マーケティング系の事例を盛り込んで、データマイニングの手法を解説したもの。データ分析の一般的な流れを扱った章の後、決定木、ニューラルネット、k最近傍法、生存分析の4つの手法について、その概要と顧客分析での実例が書かれている。実例というよりは手法によった解説がメイン。もう少し事例の話が聞けるとよかった。解説の内容はあまり数式は出てこない。直感的な説明を心がけている。

面白かった事例としては、追加反応モデル(単純にキャンペーンに反応するかどうかではなく、キャンペーンが反応確率を増すかどうかの予測)でUplift Optimizerという決定木系のソフトウェアを用いて住宅担保ローンのクロスセルを改善したU.S.バンクの話(p.81-85)。同じく決定木でコーヒー焙煎機のシミュレーションを行ったネスレの事例。これは30秒後の各変数を目的変数とする多数のモデルを作成している(p.102-105)。さらに、相互情報量を距離としてk近傍法を適用した、マンモグラフィの異常発見の話(p.172-176)が興味深かった。

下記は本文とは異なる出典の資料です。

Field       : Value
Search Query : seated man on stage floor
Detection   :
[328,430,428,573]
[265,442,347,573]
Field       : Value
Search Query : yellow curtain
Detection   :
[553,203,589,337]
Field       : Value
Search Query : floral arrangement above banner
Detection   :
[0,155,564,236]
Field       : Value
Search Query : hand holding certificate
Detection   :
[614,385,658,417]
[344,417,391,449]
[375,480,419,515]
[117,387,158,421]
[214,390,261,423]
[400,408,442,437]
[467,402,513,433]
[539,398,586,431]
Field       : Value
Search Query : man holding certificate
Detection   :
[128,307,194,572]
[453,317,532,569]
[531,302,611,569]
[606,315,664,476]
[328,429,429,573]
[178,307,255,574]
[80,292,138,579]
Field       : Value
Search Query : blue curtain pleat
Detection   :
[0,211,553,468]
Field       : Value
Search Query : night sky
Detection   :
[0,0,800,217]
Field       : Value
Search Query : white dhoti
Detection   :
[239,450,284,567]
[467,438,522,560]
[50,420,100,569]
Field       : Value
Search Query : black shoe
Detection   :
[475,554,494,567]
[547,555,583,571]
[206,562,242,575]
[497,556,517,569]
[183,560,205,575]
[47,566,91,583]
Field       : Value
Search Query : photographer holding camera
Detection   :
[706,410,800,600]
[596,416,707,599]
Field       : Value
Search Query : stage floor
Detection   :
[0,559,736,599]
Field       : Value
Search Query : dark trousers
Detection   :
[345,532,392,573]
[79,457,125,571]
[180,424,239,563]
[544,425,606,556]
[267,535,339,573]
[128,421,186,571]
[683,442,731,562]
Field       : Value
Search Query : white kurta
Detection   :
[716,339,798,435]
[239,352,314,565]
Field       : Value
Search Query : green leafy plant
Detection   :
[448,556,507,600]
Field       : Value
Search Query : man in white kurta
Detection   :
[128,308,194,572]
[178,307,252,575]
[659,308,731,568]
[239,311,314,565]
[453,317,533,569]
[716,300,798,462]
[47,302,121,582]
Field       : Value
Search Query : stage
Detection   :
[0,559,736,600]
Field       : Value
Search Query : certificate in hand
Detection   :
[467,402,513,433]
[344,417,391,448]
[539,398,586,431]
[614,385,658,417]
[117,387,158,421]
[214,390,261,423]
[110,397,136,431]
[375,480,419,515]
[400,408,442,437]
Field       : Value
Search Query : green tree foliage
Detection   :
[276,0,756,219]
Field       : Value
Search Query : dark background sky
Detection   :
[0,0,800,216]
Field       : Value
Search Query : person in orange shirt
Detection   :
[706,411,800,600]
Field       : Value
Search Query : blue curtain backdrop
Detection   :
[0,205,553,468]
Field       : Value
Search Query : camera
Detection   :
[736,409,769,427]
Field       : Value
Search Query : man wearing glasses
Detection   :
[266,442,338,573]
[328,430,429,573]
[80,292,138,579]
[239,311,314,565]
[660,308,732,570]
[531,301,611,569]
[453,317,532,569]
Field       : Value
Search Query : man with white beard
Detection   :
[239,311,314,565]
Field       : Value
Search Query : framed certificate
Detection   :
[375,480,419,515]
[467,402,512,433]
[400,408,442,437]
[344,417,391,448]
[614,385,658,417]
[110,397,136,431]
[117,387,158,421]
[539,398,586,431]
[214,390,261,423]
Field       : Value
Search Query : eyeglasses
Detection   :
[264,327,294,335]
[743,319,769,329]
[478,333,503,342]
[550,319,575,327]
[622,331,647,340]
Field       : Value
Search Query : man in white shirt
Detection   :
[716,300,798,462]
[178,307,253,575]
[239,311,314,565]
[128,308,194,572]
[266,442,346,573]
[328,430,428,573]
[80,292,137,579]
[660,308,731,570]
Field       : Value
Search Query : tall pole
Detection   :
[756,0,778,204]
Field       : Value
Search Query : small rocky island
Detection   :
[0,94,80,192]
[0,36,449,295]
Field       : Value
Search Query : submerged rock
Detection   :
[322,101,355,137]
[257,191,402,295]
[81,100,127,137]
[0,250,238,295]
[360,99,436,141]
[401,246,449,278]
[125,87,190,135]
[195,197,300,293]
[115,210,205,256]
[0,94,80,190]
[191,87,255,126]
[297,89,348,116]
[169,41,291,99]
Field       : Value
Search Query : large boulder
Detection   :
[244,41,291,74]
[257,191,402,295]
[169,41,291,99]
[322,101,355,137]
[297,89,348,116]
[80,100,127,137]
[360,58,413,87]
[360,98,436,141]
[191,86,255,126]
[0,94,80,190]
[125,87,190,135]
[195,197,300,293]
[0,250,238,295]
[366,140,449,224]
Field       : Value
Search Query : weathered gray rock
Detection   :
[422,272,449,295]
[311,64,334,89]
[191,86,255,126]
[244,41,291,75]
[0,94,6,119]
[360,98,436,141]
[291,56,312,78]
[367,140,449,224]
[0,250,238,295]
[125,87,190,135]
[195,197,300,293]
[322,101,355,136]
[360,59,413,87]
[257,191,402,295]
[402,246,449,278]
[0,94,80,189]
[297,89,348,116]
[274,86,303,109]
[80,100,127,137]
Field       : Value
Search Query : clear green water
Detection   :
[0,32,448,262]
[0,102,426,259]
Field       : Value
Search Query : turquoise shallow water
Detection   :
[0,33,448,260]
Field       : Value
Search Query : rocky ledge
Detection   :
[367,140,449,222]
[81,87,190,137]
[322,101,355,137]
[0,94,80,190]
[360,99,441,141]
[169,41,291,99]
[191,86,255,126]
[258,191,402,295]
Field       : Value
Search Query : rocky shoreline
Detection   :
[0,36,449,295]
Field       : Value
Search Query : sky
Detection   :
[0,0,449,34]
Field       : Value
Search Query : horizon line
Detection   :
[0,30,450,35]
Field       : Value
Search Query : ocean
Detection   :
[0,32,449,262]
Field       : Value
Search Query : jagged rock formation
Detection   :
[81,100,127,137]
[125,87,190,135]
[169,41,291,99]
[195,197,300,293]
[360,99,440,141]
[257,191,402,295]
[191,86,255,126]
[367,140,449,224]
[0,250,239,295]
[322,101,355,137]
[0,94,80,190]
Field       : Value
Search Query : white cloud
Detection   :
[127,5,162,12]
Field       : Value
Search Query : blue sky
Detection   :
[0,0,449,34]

いままできちんと触れたことがなかったので参考になった記述として、ネットワークモデルとしてRBF(Radial Basis Function)モデル。RBFは多層パーセプトロンと並ぶニューラルネットのモデルとして紹介されている(p.134-139)。この説明だけだと概要をつかむのはやや苦労する。ちなみに本の執筆は2014年だが、ディープラーニングの話はまったく出てこない。

生存分析は概要や、コックスの比例ハザードモデルの話、また顧客分析への適用とてもよく書けていて参考になった。生存曲線はパラメトリックには分析できないという話(p.215-217, 234)が書いてあるのが目に留まる。経験則から来ているようだ。